Hi,
I want to fit an LSTM for intent classification using the Dutch Roberta pretrained model.
I installed fastai v 2.3.0 on AWS and loaded the Dutch Roberta language model:
#Step 1: download the Dutch Bert model
from transformers import RobertaTokenizer, RobertaForSequenceClassification
dtokenizer = RobertaTokenizer.from_pretrained(“pdelobelle/robbert-v2-dutch-base”)
dmodel = RobertaForSequenceClassification.from_pretrained(“pdelobelle/robbert-v2-dutch-base”)
When I then start following the steps in the article: Using RoBERTa with fast.ai for NLP | by Dev Sharma | Analytics Vidhya | Medium to build a FastAI wrapper around the Transformers RobertaTokenizer, it gives me an
#Step 2: build a FastAI wrapper around the transfomers RobertaTokenizer (from: Using RoBERTa with fast.ai for NLP | by Dev Sharma | Analytics Vidhya | Medium)

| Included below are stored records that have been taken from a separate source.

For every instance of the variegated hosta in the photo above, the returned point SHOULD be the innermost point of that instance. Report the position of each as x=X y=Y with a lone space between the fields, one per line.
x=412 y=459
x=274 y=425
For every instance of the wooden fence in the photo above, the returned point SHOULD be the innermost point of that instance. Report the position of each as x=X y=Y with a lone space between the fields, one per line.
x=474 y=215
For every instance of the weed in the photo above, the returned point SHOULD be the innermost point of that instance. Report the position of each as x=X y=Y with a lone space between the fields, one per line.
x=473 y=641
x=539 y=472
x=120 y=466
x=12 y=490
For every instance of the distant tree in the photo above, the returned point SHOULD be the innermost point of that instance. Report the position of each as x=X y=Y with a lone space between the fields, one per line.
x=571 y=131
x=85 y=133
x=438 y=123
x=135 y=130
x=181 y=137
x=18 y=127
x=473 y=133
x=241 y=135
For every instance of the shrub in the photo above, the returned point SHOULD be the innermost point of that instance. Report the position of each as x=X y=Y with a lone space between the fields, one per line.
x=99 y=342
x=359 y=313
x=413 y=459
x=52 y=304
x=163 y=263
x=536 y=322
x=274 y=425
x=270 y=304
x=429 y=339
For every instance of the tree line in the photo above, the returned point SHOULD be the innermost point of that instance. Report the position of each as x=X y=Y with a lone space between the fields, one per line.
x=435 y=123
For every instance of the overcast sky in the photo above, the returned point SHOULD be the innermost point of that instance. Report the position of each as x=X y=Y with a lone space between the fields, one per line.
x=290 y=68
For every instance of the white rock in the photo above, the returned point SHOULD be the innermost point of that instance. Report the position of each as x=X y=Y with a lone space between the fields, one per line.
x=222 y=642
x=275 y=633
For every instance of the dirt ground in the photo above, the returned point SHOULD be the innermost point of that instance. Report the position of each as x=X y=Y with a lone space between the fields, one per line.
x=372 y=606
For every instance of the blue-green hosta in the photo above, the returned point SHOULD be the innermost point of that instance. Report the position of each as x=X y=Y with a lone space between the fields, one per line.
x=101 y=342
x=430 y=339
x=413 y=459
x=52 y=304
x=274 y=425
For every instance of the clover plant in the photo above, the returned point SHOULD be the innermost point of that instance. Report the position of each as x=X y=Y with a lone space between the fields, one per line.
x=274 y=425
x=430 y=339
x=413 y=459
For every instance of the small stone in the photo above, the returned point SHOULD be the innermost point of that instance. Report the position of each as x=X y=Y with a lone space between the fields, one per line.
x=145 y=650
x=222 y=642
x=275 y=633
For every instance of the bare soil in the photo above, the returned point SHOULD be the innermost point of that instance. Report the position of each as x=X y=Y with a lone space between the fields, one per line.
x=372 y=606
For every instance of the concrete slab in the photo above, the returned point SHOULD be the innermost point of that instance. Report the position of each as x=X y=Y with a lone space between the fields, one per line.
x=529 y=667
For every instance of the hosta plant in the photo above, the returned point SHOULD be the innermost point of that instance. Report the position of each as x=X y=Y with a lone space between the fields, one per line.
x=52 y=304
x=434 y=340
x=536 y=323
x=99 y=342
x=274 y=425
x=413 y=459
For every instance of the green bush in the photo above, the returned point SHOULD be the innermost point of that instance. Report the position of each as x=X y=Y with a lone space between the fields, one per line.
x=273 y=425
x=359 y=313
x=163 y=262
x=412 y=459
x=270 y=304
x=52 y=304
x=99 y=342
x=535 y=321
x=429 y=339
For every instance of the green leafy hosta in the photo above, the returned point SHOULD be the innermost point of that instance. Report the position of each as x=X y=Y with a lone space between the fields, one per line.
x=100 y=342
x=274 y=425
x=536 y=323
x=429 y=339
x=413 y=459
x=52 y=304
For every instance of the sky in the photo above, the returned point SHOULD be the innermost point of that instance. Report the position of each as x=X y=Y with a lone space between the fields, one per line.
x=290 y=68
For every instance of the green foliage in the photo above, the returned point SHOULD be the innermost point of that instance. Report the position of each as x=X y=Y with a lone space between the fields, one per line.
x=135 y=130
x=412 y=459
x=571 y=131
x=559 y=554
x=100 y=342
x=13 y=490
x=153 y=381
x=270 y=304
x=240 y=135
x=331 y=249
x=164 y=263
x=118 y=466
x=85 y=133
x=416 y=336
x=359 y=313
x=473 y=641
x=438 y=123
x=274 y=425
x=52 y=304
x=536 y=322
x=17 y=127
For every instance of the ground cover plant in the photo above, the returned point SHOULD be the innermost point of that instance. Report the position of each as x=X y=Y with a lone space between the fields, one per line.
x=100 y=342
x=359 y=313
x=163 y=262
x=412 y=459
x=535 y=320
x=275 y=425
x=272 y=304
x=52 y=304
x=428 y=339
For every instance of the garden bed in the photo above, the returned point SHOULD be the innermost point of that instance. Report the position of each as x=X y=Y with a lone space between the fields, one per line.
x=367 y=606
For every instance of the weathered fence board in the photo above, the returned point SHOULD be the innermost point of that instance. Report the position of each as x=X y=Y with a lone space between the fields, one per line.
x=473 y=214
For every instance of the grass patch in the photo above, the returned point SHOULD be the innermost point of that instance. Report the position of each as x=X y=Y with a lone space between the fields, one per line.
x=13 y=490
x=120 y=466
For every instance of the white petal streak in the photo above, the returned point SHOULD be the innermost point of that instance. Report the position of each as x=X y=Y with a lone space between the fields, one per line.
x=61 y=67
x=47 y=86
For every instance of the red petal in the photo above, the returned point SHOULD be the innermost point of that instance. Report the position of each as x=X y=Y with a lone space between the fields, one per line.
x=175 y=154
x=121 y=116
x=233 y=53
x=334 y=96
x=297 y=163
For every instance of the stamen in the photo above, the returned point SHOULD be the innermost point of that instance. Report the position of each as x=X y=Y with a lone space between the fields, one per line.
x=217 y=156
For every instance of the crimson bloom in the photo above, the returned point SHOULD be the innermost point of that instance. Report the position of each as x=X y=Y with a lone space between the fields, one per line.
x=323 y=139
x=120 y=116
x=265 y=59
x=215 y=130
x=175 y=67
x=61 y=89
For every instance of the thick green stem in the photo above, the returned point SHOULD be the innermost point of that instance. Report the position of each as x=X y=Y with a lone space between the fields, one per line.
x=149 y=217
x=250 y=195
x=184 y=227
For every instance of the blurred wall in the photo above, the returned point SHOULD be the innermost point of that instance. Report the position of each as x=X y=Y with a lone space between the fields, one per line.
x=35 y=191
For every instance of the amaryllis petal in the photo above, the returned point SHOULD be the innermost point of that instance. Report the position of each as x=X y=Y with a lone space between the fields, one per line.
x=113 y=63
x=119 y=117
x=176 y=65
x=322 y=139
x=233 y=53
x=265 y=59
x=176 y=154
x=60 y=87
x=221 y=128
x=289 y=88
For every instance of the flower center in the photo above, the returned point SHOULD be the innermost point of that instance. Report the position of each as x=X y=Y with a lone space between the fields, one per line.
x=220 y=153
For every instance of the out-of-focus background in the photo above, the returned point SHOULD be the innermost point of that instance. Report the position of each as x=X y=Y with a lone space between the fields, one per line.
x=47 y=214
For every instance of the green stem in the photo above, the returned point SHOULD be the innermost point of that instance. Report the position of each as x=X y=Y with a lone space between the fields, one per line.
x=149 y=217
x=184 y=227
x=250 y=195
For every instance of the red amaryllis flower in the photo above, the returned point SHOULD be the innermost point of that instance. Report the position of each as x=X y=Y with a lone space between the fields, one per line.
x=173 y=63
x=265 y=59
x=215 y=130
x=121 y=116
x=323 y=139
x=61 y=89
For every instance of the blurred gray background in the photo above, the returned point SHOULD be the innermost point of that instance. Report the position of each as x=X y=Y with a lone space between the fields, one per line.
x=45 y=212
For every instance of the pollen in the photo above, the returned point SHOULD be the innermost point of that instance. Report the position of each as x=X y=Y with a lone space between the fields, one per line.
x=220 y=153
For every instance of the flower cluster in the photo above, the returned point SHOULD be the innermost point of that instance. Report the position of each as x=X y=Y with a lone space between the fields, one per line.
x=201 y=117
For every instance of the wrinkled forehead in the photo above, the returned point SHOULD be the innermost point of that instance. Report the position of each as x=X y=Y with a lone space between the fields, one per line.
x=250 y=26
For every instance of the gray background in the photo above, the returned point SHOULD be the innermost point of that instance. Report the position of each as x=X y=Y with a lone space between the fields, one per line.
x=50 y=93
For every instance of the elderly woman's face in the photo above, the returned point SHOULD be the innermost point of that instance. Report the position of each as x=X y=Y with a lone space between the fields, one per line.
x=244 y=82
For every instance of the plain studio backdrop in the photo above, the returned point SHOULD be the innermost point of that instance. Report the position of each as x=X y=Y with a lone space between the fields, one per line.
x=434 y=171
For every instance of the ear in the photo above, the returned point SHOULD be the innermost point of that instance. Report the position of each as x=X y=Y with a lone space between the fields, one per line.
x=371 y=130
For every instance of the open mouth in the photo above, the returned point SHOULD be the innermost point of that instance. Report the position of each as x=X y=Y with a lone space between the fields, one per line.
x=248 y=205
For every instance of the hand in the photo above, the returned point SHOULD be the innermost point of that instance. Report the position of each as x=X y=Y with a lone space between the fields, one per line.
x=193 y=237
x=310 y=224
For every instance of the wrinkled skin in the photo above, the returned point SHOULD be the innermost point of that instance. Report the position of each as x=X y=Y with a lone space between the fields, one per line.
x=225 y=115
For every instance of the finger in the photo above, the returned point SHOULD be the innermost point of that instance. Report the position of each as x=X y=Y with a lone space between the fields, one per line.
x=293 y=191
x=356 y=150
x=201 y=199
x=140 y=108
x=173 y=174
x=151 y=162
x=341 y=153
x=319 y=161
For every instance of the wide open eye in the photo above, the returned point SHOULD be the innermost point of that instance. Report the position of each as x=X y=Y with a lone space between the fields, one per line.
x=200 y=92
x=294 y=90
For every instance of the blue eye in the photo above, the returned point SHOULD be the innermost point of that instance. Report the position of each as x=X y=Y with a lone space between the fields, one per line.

class FastAiRobertaTokenizer(BaseTokenizer):
def init(self, tokenizer: RobertaTokenizer, max_seq_len: int=128, **kwargs):
self._pretrained_tokenizer = tokenizer
self.max_seq_len = max_seq_len
def call(self, *args, **kwargs):
return self
def tokenizer(self, t:str) → List[str]:
return [“”] + self._pretrained_tokenizer.tokenize(t)[:self.max_seq_len - 2] + [“”]
Error message:
NameError Traceback (most recent call last)
in
1 #Step 2: build a FastAI wrapper around the transfomers RobertaTokenizer
----> 2 class FastAiRobertaTokenizer(BaseTokenizer):
3 def init(self, tokenizer: RobertaTokenizer, max_seq_len: int=128, **kwargs):
4 self._pretrained_tokenizer = tokenizer
5 self.max_seq_len = max_seq_len
in FastAiRobertaTokenizer()
6 def call(self, *args, **kwargs):
7 return self
----> 8 def tokenizer(self, t:str) → List[str]:
9 return [“”] + self._pretrained_tokenizer.tokenize(t)[:self.max_seq_len - 2] + [“”]
NameError: name ‘List’ is not defined
How can I solve this ? Should I install version 1 of FastAI or can I solve it differently ?
Thanks,
Wendy